The last three papers in the library focus on animal manures. First birds, then cows, and finally closing with pigs. In each of these cases, there is discussion of ACTUAL illness and mortality associated with pathogens from animals and their manures. Illness has resulted from manure contamination of crops and waters as well as actual contamination of meat. The first article focuses on avian flu and includes a discussion of how animal operations have grown increasingly large and increasingly concentrated geographically. They note the absence of regulations to protect workers in these facilities. They use data from the avian flu epidemic in Thailand to show that larger scale operations actually pose a greater risk than small flocks. From there to cows, with a discussion of E. coli. Once again, we hear about how confined operations can increase the risk of disease. Animal diet can increase the concentration of these pathogen in the feces. Time of year and other factors also impact how much E. coli is in cow manure. With up to 30% of all cows asymptomatic carriers of this bacteria, these are good things to know. In addition, a high grain diet with incomplete digestion of grains and grains in the animal bedding create a vector attraction problem associated with the manure. Pigs are much better with regards to E. coli, but they have other problems. The authors focus on Canada where a pig production industry geared towards export is exploding. The recommendations for organic certified growing are detailed. The absence of regulations for use of manure in Canada is also noted. Did you know that in the US close to 15% of all foodborne illness is associated with pork products? The paper includes data on survival times of different pathogens in soil, water and manure. They conclude by recommending a 90 day retention time at 25 C as a way to eliminate pathogens in manures.

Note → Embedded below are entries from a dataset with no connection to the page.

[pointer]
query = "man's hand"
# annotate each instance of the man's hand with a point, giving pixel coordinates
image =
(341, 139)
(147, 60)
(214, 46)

What we see in this month’s library is that while there are concerns about the POTENTIAL for land application of biosolids to result in illness, there are annual cases of ACTUAL disease and death associated with contamination of food and water from pathogens in animal manure. This is due to two factors: the significantly greater quantity of manures in relation to biosolids and the lack of rules and regulations requiring that the concentrations of disease causing organisms in these manures be treated prior to land application.

So remember, watch what you eat and Happy Holidays!